Up You Jack
When a criticism begins “A revolutionary alto saxophonist named Ornette Coleman plunged jazz down a blind alley some years ago when he claimed that it was impossible to play anything new on the chord changes of standard tunes”, the reader might imagine that the article was written in the sixties.
Actually he would be very wrong, because this appeared in London’s Evening Standard on March 5th, 1980. What is more surprising, however, is that this assassination of Ornette Coleman, which continues for over half of the piece, is really a review, singing the praises of the gifted George Coleman.

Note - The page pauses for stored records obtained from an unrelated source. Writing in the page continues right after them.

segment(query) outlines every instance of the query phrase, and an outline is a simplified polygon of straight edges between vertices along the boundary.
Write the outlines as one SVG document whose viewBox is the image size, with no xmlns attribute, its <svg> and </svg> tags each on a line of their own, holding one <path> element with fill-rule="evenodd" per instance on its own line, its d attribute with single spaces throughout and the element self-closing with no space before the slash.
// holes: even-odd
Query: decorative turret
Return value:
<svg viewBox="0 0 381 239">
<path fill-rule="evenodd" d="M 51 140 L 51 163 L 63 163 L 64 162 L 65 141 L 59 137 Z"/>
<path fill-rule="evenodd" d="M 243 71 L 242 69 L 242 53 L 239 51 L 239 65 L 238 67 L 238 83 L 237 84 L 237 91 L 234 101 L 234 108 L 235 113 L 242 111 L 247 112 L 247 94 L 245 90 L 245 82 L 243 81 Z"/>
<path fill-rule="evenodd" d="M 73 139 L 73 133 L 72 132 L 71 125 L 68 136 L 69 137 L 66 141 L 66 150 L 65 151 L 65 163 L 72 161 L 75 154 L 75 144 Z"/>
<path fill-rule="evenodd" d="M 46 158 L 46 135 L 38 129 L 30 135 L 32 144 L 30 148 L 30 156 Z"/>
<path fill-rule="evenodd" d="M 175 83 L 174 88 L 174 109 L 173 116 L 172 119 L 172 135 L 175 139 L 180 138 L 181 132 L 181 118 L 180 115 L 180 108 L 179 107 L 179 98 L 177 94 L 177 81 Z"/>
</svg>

That the Evening Standard has itself a jazz critic who knows little about jazz is their business. That Mr. Jack Massarik clings to old sixth-form ‘intellectualism’ by comparing the harmonic subtleties of bebop with the music of J. S. Bach is forgivable. What is less acceptable is the fact that he changes jazz history to suit his own reactionary ideas.
I will not bore our informed readership by listing standard tunes that Coleman has developed in the near-orthodox bop manner, nor will I embarrass Mr. Massarik with the names of Ornette’s twelve-bar performances that are already yardsticks by which contemporary blues playing is judged. Nevertheless, I would like to take up his next statement in which he asserts that “A lot of jazz musicians believed him at the time, and some still do.” Here we have the real crux of the matter.
From what source did Mr. Massarik get the information that Coleman ever said that it was impossible to play anything new on the changes of a standard? In several conversations I have had with him, he has never said anything of the sort, and most of these discussions were about his musical ideals. Admittedly the main body of his work has deliberately avoided the paths set out by chord sequences, choosing instead that his melodically free solos should induce their own sequential progress.
Yes, Mr. Massarik, many musicians did believe this was a highly valid approach to jazz soloing, but very few of the established players at the time saw it as the only way to play. What is true is that subsequently nearly all of the younger men have taken the ideals of his musical vernacular, together with those of men like Cecil Taylor and to a lesser extent John Coltrane, as a starting point for their own development.
This excludes the cosy anachronism of the odd characters such as Scott Hamilton, but it presents a situation that is the antithesis of Massarik’s “some still do”. The fact is that nearly all do, if we are to accept that a music as vitally creative as jazz should progress.
The spirit of Ornette Coleman’s music has entered nearly every fabric of modern jazz and the music is the richer for that fact. In many ways it is similar to the way in which bop infiltrated all of the dance music of the fifties. In the finish it became so much part of the overall sound that people hardly noticed it.
There are certainly very few saxophonists today who do not transcend the language of bop in some way or another, very few who do not shade their styles with ideas culled from the free movement. A saxophonist does not need to play free form to colour his performance with something from the music of the free pioneers.
I can only suggest that Mr. Massarik switches his reading away from the Sunday supplements.